Scene hand detection for real world images.
To detect hand gestures, we first have to detect the hand position in space. This pre-trained network is able to extract hands out of a 2D RGB
image, by using the YOLOv3 neural network.
There are already existing models available, mainly for MobileNetSSD networks. The goal of this model is to support a wider range of images and a more stable detector (hopefully 🙈).
The first version of this network has been trained on the CMU Hand DB dataset, which is free to access and download. Because the results were ok, but not satisfying, I used it to pre annotate more images and manually then corrected the pre-annotations.
Because Handtracking by Victor Dibia is using the Egohands dataset, I tried to include it into the training-set as well.
In the end, the training set consists of the CMU Hand DB, the Egohands dataset and my own trained images (mainly from marathon runners), called cross-hands.
The training took about 10 hours on a single NVIDIA 1080TI and was performed with the YOLOv3 default architecture. I also trained the slim version of it called YOLOv3-tiny.
Precision: 0.89 Recall: 0.85 F1-Score: 0.87 IoU: 69.8
Precision: 0.76 Recall: 0.69 F1-Score: 0.72 IoU: 53.67
The tiny version of YOLO has been improved by the partial residual networks paper. Because of that I trained YOLO-Tiny-PRN and share the results here too. It is interesting to see that the Yolov3-Tiny-PRN performance comes close to the original Yolov3!
Precision: 0.89 Recall: 0.79 F1-Score: 0.83 IoU: 68.47
With the recent version of YOLOv4 it was interesting to see how good it performs against it's predecessor. Same precision, but better recall and IoU.

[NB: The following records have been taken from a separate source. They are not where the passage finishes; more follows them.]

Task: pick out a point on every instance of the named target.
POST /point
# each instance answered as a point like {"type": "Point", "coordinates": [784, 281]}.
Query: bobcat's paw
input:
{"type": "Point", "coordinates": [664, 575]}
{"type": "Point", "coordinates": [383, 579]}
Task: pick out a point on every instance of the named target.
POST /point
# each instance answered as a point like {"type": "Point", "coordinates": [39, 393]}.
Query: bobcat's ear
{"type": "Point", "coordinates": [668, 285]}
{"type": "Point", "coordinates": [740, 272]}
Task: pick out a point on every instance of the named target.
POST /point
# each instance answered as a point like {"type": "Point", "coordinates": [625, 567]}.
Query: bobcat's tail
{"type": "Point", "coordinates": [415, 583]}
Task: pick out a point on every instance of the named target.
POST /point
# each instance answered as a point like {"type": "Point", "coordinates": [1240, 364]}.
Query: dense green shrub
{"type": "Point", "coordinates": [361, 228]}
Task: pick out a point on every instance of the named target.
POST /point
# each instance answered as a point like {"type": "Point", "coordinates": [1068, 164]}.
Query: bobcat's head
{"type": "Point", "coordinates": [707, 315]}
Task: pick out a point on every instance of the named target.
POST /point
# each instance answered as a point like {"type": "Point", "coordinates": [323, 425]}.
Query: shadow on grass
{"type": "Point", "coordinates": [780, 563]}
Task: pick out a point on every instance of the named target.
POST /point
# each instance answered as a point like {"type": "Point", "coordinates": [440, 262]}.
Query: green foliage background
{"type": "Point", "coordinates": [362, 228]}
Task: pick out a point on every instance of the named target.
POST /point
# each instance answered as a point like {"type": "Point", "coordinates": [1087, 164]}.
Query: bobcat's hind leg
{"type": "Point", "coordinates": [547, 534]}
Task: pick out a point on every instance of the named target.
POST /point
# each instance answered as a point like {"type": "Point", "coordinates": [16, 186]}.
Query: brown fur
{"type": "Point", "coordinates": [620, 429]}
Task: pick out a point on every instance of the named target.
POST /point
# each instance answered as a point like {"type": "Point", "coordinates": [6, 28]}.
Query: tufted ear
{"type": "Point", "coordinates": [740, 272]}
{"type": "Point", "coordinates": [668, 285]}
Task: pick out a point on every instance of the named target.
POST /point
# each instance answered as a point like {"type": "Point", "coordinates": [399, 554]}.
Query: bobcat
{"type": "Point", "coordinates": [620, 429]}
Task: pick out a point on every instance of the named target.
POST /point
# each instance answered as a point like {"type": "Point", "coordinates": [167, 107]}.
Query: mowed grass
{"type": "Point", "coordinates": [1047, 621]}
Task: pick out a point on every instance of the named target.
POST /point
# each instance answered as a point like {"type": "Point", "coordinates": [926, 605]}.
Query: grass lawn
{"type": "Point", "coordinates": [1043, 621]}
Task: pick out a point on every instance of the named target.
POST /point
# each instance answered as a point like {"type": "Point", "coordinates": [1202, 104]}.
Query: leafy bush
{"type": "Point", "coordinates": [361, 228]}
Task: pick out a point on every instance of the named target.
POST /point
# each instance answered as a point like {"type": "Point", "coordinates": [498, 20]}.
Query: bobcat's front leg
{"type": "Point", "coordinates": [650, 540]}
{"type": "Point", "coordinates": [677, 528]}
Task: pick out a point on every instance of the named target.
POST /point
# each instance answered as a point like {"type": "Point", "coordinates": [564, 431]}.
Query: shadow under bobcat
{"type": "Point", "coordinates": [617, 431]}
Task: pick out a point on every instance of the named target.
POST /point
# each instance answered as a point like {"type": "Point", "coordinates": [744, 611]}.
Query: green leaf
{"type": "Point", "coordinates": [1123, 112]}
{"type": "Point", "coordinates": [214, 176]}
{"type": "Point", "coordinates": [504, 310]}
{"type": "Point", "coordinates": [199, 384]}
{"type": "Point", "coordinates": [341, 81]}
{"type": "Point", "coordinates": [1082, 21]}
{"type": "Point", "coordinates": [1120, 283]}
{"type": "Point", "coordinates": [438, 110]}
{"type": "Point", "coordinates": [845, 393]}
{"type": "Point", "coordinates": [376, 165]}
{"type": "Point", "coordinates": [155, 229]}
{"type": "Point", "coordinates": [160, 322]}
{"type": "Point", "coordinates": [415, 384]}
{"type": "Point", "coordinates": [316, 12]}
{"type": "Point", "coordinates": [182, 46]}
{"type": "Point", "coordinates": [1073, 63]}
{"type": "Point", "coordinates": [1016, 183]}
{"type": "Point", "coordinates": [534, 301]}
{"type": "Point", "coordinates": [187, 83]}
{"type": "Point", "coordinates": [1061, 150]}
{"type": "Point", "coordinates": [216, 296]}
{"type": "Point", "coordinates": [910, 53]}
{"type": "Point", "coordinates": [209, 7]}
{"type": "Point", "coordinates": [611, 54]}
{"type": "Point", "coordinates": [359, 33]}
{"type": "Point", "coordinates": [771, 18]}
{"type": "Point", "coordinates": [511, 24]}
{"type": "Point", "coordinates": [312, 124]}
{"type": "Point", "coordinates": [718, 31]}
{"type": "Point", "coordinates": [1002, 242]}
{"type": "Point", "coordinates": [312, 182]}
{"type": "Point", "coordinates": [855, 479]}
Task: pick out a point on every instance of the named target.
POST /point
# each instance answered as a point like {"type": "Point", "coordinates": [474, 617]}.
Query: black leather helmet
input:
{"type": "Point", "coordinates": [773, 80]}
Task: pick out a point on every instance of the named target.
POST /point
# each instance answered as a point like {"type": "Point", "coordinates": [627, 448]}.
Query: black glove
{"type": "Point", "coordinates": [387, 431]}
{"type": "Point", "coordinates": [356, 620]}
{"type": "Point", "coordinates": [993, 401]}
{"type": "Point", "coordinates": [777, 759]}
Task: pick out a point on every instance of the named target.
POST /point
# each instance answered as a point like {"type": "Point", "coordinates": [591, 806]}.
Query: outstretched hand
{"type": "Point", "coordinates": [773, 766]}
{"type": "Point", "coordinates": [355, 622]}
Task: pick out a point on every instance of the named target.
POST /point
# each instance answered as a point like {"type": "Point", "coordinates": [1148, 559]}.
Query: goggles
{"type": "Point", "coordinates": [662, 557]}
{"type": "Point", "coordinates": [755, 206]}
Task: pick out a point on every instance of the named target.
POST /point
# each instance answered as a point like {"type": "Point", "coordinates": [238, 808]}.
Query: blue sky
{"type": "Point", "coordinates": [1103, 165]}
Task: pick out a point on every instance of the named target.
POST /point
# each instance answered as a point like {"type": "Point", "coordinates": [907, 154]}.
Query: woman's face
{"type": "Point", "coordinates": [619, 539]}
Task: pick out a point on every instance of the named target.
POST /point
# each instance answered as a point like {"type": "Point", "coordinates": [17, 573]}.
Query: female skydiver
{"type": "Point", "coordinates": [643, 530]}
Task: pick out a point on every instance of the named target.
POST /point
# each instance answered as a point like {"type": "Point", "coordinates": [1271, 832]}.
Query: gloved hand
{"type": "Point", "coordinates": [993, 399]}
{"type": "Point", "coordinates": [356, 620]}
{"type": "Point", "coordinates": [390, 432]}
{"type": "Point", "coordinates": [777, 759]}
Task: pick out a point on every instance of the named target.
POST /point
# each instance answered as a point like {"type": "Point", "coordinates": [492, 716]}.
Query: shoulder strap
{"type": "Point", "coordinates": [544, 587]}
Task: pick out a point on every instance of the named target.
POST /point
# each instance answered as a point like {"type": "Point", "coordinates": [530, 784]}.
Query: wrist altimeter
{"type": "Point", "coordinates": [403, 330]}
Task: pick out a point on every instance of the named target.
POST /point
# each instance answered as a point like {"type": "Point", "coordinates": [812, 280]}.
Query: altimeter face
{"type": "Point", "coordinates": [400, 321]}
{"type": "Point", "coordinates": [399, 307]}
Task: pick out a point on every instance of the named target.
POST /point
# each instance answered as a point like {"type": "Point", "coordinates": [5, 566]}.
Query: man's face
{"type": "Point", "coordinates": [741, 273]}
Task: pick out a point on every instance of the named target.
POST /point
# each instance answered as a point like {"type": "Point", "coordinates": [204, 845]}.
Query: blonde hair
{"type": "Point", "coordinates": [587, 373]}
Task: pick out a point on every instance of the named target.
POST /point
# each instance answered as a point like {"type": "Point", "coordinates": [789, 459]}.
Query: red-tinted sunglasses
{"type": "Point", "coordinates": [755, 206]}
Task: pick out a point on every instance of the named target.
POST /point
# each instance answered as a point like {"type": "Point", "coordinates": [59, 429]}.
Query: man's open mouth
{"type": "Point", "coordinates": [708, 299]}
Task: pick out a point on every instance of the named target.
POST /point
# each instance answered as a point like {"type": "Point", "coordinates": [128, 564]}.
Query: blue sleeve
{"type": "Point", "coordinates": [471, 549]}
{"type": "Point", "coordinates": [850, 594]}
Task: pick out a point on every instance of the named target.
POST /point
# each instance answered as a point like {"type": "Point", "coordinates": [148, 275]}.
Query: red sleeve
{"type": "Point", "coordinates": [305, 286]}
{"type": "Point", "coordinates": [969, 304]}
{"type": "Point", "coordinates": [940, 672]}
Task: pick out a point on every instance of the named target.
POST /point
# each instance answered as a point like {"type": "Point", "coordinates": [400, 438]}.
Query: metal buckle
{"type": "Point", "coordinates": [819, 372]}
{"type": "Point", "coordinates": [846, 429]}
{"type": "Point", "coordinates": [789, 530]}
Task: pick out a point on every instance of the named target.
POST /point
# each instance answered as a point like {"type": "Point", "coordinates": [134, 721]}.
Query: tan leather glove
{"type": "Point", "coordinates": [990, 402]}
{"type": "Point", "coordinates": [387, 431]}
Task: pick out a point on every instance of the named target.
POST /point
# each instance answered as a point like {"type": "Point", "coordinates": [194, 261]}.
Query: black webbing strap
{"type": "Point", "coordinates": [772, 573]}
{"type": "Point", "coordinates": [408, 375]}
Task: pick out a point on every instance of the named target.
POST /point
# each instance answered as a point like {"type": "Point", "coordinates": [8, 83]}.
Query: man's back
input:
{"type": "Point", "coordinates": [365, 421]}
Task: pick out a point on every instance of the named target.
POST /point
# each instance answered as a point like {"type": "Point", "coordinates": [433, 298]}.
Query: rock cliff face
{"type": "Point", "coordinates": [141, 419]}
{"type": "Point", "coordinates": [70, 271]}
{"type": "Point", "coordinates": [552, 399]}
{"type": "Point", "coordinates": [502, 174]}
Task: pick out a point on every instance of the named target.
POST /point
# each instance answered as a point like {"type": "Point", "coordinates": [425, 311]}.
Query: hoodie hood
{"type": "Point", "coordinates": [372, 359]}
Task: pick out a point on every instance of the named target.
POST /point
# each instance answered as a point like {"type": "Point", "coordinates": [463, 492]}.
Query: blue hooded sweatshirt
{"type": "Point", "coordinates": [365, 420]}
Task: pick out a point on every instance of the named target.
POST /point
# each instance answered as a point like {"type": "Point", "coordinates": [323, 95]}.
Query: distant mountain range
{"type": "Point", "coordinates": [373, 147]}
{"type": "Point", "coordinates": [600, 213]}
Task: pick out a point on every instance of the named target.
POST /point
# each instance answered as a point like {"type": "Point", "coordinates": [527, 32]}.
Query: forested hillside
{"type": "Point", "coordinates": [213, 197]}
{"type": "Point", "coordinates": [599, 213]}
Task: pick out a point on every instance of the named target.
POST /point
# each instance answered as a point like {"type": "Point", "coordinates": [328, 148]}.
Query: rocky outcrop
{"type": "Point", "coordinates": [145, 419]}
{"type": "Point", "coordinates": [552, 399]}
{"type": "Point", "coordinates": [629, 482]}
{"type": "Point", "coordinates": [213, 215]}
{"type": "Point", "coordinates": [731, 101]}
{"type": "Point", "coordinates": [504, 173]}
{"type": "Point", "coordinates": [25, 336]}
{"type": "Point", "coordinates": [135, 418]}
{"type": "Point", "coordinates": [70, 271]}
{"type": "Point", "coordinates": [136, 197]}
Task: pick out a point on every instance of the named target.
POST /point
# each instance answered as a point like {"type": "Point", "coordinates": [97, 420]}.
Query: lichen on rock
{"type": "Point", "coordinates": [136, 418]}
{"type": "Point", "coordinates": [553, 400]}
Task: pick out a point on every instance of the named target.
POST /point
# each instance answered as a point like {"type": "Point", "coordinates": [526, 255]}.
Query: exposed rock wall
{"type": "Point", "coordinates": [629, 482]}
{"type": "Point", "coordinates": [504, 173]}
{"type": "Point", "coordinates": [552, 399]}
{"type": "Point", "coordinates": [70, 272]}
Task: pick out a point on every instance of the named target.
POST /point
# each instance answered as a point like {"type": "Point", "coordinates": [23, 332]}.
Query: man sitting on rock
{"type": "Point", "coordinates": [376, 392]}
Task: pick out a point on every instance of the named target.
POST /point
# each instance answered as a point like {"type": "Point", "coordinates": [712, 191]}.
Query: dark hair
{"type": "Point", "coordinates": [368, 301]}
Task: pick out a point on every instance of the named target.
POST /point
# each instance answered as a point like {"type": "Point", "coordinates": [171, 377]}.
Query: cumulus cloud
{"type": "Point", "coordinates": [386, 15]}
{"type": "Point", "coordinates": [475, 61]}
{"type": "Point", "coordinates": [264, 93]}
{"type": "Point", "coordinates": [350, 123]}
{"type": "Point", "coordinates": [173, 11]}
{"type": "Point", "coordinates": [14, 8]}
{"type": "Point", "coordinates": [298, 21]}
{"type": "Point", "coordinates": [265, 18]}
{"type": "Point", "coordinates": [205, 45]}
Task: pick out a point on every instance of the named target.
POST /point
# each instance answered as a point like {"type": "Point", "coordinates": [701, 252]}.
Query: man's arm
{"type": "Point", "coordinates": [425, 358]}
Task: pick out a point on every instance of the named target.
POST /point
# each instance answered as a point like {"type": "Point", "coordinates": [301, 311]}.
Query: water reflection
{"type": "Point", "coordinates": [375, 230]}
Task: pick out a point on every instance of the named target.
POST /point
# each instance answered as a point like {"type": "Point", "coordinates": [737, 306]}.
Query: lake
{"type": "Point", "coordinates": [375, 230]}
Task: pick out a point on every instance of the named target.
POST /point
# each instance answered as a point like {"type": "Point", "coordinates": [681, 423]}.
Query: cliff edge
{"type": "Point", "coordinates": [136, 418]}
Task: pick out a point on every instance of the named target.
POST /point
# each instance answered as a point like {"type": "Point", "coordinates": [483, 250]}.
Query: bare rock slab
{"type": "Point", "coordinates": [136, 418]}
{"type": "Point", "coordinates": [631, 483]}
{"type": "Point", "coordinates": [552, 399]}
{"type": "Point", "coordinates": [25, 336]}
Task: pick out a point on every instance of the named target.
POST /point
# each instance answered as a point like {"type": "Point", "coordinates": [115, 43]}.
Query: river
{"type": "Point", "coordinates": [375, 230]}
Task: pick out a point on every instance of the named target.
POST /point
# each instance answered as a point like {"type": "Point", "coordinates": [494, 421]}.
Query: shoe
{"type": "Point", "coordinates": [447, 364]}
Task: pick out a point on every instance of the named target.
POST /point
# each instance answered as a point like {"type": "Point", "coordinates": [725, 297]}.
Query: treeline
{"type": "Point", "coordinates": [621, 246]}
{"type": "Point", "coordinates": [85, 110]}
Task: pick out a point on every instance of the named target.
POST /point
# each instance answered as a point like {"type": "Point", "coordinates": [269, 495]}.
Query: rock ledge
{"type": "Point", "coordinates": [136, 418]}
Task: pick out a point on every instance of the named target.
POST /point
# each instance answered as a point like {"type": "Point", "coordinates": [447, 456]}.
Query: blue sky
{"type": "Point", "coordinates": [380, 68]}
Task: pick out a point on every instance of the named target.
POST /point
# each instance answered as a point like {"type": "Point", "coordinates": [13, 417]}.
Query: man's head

Precision: 0.89 Recall: 0.89 F1-Score: 0.89 IoU: 91.48
I could not test the model on the same dataset as for example the Egohands dataset, because I mixed the training and testing samples together and created my own test-dataset out of it.
As soon as I have time, I will publish a comparison of my trained data vs. for example Handtracking.
The models have been trained on an image size 416x416
. It is also possible to inference it with a lower model size to increase the speed. A good performance / accuracy mix on CPUs has been discovered by using an image size of 256x256
.
The model itself is fully compatible with the opencv dnn module and just ready to use.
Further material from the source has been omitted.